I'm planning a day trip to NYC later this Spring, and I'll definitely put the Fulton Ferry Landing on my things-to-see.

It's funny, I use to work in Salem, MA about 15 years ago, and never went to see the House of the Seven Gables. Salem's an interesting town though, and I usually take a series of day trips in the Summer to sites around the area, so I'll probably check it out.

This past summer, I went out to the Berkshires to visit the Massachusetts Museum of Contemporary Art in North Adams, and one the way stopped at Arrowhead, Melville's home in Pittsfield where he did a lot of the work on Moby-Dick -- one of my all-time favorite 19th Century (or for that matter 20th and 21st Century) novels. It was amazing to see the bedroom where Hawthorne supposedly spent the night right off Melville's study.

message 9: by Michael (new)

Michael Some comments earlier in this section mentioned Tennyson. Since I'm a novice when it comes to poerty, where would be a good place to start with him?

Matthew and Pamela, you both mentioned a few of your favorites... Any recommendations for a good place to start?

Thanks! Michael

message 10: by Matthew (new)

Matthew | 6 comments Traditionally, a "novice to poetry" is most comfortable with clear rhymes and clipped meter. While I still love the musicality of such traditional poetry, I notice that you, Michael, are already a fan of Whitman. So, obviously, blank verse and free verse are not a problem for you.

I think Ulysses is a great introduction, not just to Tennyson, but to blank verse in general. Pamela, however, is far more familiar with the entire Tennyson ouvre than I am so I should probably defer to her for comment on where a good starting place is (as opposed to what is better read when already well familiar with the author's work).

message 11: by Karmon (new)

Karmon | 1 comments I'm reading the 1855 edition of Leaves of Grass (Whitman) as part of a reading group. We've finished the Preface. It is full if ideas and ideals about America, the role of the poet, and of equality. It always makes me feel positive about being a citizen of both the U.S. and the world.

We are now moving into the first 100 lines of Song of Myself. What an opening! The first stanza sets the tone for the entire work.

It has been years since I've read the work from start to finish. I highly recommend it.

message 12: by Michael (new)

Michael Kghia wrote: "I'm reading the 1855 edition of Leaves of Grass (Whitman) as part of a reading group.

Hi Kghia, Whitman is one of my favorite poets, so I'd be interested in what you think as you continue reading "Leaves." The first time I read him (especially "Song of Myself"), I had a hard time tolerating what seemed to be his egocentrism.
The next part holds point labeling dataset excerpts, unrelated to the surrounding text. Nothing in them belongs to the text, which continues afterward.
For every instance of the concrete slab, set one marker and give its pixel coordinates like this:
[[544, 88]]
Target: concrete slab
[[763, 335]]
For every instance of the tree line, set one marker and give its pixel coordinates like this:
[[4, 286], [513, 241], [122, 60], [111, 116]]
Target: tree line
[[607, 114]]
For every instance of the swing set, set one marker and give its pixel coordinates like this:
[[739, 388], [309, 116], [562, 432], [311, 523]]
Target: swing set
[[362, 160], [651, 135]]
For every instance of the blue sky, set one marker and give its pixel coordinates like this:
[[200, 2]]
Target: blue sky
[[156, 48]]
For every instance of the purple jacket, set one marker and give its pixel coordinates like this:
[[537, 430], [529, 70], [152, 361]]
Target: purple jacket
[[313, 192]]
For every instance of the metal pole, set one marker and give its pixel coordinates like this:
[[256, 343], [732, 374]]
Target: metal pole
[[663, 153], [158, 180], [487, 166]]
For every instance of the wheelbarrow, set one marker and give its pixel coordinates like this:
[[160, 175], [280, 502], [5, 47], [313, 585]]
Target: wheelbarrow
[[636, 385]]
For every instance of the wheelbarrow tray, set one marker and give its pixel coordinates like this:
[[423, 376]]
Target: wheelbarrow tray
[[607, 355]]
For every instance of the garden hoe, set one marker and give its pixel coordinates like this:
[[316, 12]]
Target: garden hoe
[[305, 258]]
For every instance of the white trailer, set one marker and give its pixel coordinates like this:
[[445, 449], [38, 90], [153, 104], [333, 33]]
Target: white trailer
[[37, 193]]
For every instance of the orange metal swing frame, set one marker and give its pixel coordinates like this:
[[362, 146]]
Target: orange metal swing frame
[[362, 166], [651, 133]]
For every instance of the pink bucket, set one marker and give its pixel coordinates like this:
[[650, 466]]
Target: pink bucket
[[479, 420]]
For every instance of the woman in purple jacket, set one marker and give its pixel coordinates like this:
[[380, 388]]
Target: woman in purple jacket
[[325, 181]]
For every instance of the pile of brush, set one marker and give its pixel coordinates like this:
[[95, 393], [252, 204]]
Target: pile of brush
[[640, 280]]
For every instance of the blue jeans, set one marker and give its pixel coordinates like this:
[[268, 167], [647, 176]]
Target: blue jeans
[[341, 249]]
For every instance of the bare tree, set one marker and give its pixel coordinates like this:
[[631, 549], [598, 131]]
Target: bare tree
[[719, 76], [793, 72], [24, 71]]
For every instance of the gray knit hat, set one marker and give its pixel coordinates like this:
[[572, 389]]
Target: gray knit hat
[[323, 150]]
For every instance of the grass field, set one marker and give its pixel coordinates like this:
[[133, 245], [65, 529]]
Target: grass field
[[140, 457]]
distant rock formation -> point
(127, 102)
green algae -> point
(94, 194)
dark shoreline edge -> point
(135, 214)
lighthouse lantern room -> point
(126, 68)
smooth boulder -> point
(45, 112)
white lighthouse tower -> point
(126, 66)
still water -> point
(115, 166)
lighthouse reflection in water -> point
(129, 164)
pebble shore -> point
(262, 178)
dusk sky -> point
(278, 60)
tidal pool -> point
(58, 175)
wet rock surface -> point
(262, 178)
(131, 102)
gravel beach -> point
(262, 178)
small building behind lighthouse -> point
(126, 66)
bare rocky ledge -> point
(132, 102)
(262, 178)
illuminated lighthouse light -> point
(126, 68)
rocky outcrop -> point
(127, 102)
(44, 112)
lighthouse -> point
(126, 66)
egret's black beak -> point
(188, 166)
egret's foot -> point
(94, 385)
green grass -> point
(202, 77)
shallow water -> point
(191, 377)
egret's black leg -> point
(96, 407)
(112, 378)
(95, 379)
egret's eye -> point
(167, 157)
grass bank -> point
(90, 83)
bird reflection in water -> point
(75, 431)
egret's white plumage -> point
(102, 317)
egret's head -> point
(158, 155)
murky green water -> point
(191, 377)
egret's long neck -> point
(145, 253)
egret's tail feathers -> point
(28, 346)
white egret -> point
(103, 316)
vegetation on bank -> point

But I now appreciate him -- maybe with the advancement of age, who knows? He is such a poet of great urgency.

Keep us posted in what you think!


message 13: by Tom (last edited Jun 08, 2009 07:36PM) (new)

Tom | 1 comments Michael wrote: ""Do I contradict myself? Very well, then I contradict myself, I am large, I contain multitudes." — Walt Whitman

I love this.

oh yeah, it's hard to get through a page of Whitman, especially Song of Myself, without encountering an immortally quotable line. Here's one of my favorites: "He who is without sympathy walks a furlong to his funeral dressed in his own shroud."


message 14: by Michael (new)

Michael Tom wrote: ""He who is without sympathy walks a furlong to his funeral dressed in his own shroud."

Tom, I must have missed that quote. Is it from Song of Myself?

message 15: by Tom (new)

Tom | 1 comments Michael wrote: "Tom wrote: ""He who is without sympathy walks a furlong to his funeral dressed in his own shroud."

Tom, I must have missed that quote. Is it from Song of Myself?


Section 48 of SoM, line 4, Michael. (I'm quoting from memory, so the wording may be off a bit.) It's a keeper, eh.